Grossartige Aussicht aus dem «Luftungetüm»
Am 1. Mai 1896 eröffnete Bundespräsident Adrien Lachenal, begleitet von vier seiner Amtskollegen, die Schweizerische Landesausstellung in Genf. Das Zofinger Tagblatt widmete diesem Ereignis bereits in der Ausgabe vom 1. Mai einen Artikel auf der Frontseite und setzte sich mit einigen der Kritikpunkte auseinander, die schon vor der Eröffnung der Ausstellung laut geworden waren: «Es laufe bei der ganzen Geschichte etwas viel trügerischer Schein und Humbug mit und man sieht da und dort das Seziermesser der Kritik recht schneidig anlegen. Wir wagen es nicht, über solche Vorwürfe uns zu äussern, ehe und bevor wir uns durch eigenen Augenschein überzeugen oder durch kompetente Urteile uns belehren könnten.»
Dieser Text stammt aus der Sonderbeilage «150 Jahre Zofinger Tagblatt» vom 1. Februar 2023, in der jeweils ein Ereignis aus jedem Jahrzehnt seit der ersten Ausgabe des ZT vertieft betrachtet wird.
Eine populäre Attraktion: das «Negerdorf»
Diesem eigenen Augenschein räumte der Redaktor in der Ausgabe vom 6. Juni 1896 ebenfalls auf der Front Platz ein.
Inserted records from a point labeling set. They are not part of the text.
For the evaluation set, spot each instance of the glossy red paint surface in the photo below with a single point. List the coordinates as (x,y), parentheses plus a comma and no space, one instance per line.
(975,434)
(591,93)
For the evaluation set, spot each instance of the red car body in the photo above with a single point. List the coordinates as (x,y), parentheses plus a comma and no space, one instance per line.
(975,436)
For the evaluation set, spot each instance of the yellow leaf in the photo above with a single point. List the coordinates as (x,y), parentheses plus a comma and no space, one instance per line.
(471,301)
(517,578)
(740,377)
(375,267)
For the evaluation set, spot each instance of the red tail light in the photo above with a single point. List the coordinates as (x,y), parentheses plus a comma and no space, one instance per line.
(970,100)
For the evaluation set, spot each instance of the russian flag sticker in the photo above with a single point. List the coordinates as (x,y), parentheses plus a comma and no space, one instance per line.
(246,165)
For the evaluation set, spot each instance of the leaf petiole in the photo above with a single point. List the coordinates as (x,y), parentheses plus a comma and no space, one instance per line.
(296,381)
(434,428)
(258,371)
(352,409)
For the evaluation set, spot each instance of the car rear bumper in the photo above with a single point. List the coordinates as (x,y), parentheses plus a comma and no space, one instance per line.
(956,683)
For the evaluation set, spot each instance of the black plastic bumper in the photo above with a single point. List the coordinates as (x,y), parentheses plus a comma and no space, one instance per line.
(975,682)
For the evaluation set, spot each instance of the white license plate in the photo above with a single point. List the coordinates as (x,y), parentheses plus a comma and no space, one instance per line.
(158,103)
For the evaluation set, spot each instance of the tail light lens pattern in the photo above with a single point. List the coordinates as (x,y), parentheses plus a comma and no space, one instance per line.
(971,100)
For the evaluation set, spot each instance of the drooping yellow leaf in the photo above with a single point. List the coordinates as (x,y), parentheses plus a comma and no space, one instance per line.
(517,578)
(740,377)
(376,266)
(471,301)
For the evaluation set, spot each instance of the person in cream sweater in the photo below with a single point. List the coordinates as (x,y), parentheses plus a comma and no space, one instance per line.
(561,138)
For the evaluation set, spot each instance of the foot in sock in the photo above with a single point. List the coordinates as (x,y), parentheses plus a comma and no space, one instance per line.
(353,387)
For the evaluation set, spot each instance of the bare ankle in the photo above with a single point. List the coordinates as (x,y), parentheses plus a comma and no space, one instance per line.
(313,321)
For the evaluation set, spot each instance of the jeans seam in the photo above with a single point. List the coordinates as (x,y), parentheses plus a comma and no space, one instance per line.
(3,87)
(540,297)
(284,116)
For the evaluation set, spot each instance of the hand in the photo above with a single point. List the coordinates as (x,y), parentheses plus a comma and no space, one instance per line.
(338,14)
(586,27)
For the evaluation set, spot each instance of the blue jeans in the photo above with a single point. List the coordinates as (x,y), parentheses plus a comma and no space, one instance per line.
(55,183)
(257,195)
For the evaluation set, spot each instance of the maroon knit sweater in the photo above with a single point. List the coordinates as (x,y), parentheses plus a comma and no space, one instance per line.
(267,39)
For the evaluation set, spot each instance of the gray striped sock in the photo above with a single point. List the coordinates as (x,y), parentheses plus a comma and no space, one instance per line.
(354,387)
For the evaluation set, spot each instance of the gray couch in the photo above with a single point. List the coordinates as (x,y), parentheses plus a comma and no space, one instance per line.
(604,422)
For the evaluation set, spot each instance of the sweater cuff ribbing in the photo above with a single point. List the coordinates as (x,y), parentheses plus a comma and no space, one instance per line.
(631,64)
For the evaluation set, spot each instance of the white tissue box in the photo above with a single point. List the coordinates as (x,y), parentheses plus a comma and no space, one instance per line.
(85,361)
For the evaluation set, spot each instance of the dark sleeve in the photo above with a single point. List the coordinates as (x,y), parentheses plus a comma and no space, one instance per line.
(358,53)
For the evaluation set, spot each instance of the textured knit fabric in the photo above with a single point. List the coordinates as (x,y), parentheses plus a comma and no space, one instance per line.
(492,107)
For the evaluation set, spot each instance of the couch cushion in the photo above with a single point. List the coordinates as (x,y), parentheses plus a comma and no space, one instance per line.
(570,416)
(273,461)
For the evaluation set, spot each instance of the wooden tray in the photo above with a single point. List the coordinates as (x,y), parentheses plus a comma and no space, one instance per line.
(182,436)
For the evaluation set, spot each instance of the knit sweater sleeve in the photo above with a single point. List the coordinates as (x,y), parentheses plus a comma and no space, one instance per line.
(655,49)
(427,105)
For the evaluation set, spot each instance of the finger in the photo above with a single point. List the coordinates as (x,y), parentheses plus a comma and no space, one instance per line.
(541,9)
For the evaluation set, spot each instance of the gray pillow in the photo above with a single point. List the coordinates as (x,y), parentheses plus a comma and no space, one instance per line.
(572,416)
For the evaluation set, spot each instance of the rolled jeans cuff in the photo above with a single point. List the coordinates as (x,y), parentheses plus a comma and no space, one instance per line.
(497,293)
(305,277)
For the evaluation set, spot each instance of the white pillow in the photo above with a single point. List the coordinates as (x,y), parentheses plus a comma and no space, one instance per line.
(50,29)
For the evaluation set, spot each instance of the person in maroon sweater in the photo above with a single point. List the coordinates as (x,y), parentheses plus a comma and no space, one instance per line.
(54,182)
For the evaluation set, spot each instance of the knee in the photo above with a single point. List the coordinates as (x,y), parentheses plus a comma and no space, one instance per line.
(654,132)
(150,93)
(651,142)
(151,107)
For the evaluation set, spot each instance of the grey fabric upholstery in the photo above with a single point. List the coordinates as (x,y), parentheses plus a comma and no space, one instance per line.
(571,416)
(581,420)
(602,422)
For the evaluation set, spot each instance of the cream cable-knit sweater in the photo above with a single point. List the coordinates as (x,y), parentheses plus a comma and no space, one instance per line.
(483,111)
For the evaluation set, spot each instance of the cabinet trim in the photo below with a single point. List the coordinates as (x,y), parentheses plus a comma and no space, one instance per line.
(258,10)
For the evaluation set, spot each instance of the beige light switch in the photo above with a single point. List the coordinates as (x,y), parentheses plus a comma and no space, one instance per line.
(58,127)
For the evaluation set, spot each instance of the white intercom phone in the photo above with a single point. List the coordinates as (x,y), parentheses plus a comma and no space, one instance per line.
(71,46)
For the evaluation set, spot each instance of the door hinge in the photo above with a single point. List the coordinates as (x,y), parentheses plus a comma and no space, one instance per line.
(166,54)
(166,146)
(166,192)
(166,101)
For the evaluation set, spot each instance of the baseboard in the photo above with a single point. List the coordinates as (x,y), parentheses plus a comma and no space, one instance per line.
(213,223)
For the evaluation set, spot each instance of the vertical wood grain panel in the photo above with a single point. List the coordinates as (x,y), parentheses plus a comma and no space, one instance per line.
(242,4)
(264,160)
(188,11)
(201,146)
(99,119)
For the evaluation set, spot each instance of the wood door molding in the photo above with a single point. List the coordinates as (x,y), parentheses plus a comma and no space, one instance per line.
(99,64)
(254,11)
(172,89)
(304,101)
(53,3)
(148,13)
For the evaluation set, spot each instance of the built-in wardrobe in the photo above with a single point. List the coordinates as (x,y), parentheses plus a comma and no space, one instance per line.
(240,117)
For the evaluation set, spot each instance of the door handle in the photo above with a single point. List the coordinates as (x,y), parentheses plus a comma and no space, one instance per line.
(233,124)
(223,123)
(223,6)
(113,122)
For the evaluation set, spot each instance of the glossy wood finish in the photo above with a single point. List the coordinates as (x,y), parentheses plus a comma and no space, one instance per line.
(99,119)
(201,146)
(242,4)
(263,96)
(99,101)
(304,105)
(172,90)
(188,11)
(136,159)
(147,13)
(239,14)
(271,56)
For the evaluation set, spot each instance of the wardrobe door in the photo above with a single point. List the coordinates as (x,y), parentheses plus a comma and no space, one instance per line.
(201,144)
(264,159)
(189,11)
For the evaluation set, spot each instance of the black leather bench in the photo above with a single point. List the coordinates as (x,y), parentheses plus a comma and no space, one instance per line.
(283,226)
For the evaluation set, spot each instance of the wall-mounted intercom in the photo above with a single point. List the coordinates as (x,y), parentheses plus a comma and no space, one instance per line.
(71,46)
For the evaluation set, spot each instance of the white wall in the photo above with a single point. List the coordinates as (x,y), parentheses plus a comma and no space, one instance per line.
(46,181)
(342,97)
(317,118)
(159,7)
Was aus heutiger Sicht erstaunt, ist die fehlende Kritik gegenüber einer «Attraktion» wie dem «village noir» – oder «Negerdorf», wie es im damaligen Sprachgebrauch hiess. Doch es ist zu bedenken, dass diese sogenannten Völkerschauen mit «Exoten» in der damaligen Zeit nichts Anstössiges waren – vielmehr eine populäre Attraktion. In einer Meldung in der Ausgabe vom 6. Mai scheint es schon fast, als müsste das ZT seine Leserinnen und Leser, die sich um das Wohlergehen der ungefähr 200 Senegalesen sorgten, beruhigen: «Die Neger befinden sich trotz der rauhen Witterung wohl.»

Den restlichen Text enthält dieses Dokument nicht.